Attention calculates a contextualised meaning of a token, which is beneficial as the same token can have different meanings in different contexts. For example:
"It's not **fair**" vs "He has **fair** hair".

### Attention Mechanism

At the core of the transformer model is the attention mechanism, which allows for the modelling of dependencies without hinderance from distance apart in the sequence. 

Simply: **Attention aggregating information from all other tokens in the sequence, weighted by their relevance to the current token.**

Essentially, the attention mechanism comprises of three matrices:
 - $Q \in \mathbb{R}^{NQ \times d_{k}}$ the query matrix.
 - $K \in \mathbb{R}^{NK \times d_{k}}$ the key matrix.
 - $V \in \mathbb{R}^{NK \times d_{v}}$ the value matrix.

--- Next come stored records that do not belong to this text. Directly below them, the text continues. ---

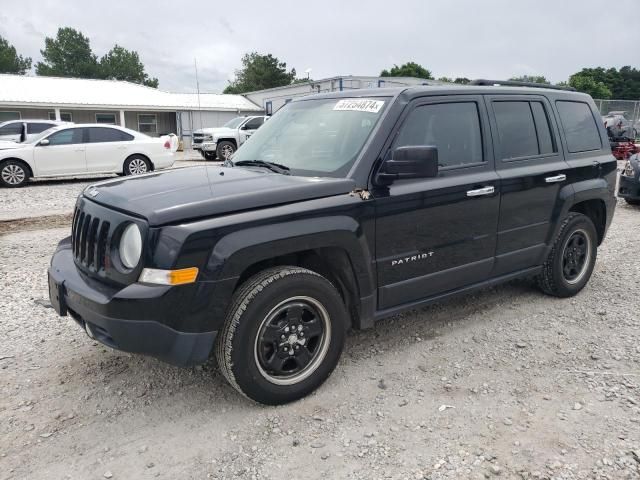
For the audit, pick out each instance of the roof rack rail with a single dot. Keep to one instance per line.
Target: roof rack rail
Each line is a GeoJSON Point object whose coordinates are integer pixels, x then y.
{"type": "Point", "coordinates": [514, 83]}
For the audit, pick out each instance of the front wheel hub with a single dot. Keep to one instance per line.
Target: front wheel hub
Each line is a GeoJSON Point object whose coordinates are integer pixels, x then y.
{"type": "Point", "coordinates": [292, 340]}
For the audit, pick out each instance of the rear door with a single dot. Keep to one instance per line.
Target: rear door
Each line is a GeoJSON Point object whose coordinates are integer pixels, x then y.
{"type": "Point", "coordinates": [532, 171]}
{"type": "Point", "coordinates": [438, 234]}
{"type": "Point", "coordinates": [63, 155]}
{"type": "Point", "coordinates": [107, 149]}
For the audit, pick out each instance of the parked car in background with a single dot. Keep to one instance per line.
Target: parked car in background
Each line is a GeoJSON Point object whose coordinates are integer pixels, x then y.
{"type": "Point", "coordinates": [630, 181]}
{"type": "Point", "coordinates": [23, 130]}
{"type": "Point", "coordinates": [223, 141]}
{"type": "Point", "coordinates": [84, 149]}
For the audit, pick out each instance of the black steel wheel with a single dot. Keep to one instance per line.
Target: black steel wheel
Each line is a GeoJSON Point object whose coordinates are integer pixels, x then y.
{"type": "Point", "coordinates": [572, 258]}
{"type": "Point", "coordinates": [225, 149]}
{"type": "Point", "coordinates": [292, 340]}
{"type": "Point", "coordinates": [283, 335]}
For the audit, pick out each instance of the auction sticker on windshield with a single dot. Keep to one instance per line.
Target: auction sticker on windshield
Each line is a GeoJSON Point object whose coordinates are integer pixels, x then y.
{"type": "Point", "coordinates": [359, 105]}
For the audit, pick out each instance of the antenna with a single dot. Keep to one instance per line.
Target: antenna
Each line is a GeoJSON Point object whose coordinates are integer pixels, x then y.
{"type": "Point", "coordinates": [195, 62]}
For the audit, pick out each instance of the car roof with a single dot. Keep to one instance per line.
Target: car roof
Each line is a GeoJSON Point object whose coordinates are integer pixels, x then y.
{"type": "Point", "coordinates": [450, 89]}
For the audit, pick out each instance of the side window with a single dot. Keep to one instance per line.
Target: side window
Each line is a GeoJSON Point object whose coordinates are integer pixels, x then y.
{"type": "Point", "coordinates": [69, 136]}
{"type": "Point", "coordinates": [254, 123]}
{"type": "Point", "coordinates": [11, 129]}
{"type": "Point", "coordinates": [454, 128]}
{"type": "Point", "coordinates": [516, 129]}
{"type": "Point", "coordinates": [102, 135]}
{"type": "Point", "coordinates": [580, 128]}
{"type": "Point", "coordinates": [546, 142]}
{"type": "Point", "coordinates": [38, 127]}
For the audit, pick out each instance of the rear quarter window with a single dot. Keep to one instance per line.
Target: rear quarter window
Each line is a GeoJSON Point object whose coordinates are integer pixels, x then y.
{"type": "Point", "coordinates": [579, 125]}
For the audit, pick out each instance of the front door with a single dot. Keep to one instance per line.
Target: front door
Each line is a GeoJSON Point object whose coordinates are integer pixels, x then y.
{"type": "Point", "coordinates": [106, 149]}
{"type": "Point", "coordinates": [532, 171]}
{"type": "Point", "coordinates": [439, 234]}
{"type": "Point", "coordinates": [63, 155]}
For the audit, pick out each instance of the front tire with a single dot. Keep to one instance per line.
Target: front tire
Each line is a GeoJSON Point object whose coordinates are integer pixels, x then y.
{"type": "Point", "coordinates": [136, 165]}
{"type": "Point", "coordinates": [572, 259]}
{"type": "Point", "coordinates": [283, 335]}
{"type": "Point", "coordinates": [225, 149]}
{"type": "Point", "coordinates": [13, 174]}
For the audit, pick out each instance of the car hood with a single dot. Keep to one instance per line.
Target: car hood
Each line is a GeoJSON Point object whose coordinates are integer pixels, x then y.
{"type": "Point", "coordinates": [218, 132]}
{"type": "Point", "coordinates": [196, 192]}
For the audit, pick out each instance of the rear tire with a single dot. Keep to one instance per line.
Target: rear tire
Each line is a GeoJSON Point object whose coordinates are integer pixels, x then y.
{"type": "Point", "coordinates": [572, 258]}
{"type": "Point", "coordinates": [283, 335]}
{"type": "Point", "coordinates": [225, 149]}
{"type": "Point", "coordinates": [13, 174]}
{"type": "Point", "coordinates": [136, 165]}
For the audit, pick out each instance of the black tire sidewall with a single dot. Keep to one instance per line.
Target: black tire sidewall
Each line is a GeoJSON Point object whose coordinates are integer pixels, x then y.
{"type": "Point", "coordinates": [221, 145]}
{"type": "Point", "coordinates": [24, 169]}
{"type": "Point", "coordinates": [127, 164]}
{"type": "Point", "coordinates": [579, 222]}
{"type": "Point", "coordinates": [245, 371]}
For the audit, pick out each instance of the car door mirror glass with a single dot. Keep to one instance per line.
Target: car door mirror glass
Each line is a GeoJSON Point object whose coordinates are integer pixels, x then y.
{"type": "Point", "coordinates": [409, 162]}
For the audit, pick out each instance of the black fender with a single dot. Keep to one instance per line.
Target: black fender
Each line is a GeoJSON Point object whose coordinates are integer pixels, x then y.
{"type": "Point", "coordinates": [572, 194]}
{"type": "Point", "coordinates": [235, 253]}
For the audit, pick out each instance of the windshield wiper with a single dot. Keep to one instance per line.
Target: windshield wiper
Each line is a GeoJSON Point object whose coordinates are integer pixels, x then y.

With each key (row in key matrix), there is a corresponding value (row in the value matrix). The formula of attention is rather intuiative, considering a single query $\vec{q}$ represented as row vector of length $d_{k}$, we calculate the dot-product between the query and every key in the key matix: $\vec{q} \cdot K^{T}$, therefore over a batch of $NQ$ queries assembled in a matrix $Q$ our pair-wise similarities is given by $Q\cdot K^{T} \in \mathbb{R}^{NQ \times NK}$. So, $\left(Q\cdot K^{T} \right)_{ij}$ is the similarity between query $i$ and key $j$. 

We then normalise over the number of values we have to ensure our similarity values are of similar variance as to when they were inputted, mainly it helps for numerical stability of the softmax function and ensuring we have non-negligible gradients (If any of the values are significantly larger than others then it basically diminishes all others to 0 regardless of their true value). We softmax over each row of this similarity matrix, to get the normalised similarities, so the query-key similarities of each row sums to $1$. These are effectively weightings of the corresponding values in the value matrix $V$.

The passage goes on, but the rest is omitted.